The Colorado State University hurricane forecast team today
maintained its earlier seasonal hurricane forecasts, calling for 16 named storms in the Atlantic basin for the 2011 season.
The combination of neutral El Nino — Southern Oscillation (ENSO) conditions in the tropical Pacific along with continued warm sea surface temperature anomalies and unusually low sea-level pressure anomalies in the tropical Atlantic will likely lead to a very active hurricane season, Colorado State scientists said.
William Gray, in his 28th year of forecasting at Colorado State, estimates the 2011 season will have roughly as much activity as was experienced in four similar years: 1952, 1966, 2005 and 2008.
The team also updated its U.S. landfall probabilities, which are calculated based on historical landfall statistics and then adjusted by the latest seasonal forecast.
For the remainder of the season, the team also recalculated probabilities for a major hurricane making landfall on the U.S. coast:
• A 70 percent chance that a major hurricane will make landfall on the U.S. coastline (full-season average for the last century is 52 percent)

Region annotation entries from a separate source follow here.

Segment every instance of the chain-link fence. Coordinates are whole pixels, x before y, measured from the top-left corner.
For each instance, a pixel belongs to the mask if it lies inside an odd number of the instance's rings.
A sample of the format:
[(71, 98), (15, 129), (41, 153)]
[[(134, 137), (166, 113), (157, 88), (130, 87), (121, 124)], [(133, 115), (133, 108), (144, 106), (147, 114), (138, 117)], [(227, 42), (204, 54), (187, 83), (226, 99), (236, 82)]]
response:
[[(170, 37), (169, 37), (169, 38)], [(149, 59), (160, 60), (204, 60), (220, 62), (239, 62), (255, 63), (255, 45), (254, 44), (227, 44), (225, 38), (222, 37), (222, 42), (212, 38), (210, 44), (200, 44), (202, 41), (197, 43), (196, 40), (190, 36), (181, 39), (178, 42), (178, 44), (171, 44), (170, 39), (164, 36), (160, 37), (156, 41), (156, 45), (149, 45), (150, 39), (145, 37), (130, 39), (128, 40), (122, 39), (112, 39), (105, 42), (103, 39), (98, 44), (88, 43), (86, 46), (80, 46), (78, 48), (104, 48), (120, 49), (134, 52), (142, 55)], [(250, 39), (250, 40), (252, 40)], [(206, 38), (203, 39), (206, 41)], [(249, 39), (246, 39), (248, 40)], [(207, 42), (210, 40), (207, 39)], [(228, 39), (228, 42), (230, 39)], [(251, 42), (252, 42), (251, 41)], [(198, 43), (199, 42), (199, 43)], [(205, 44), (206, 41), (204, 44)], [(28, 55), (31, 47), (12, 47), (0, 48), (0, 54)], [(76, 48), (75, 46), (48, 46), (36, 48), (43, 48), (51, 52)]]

• A 46 percent chance for the East Coast, including the Florida Peninsula (full-season average for the last century is 31 percent).
• A 45 percent chance for the Gulf Coast from the Florida Panhandle west to Brownsville (full-season average for the last century is 30 percent).
The probability for at least one major hurricane making landfall in the Caribbean is 59 percent (full-season average for the last century is 42 percent).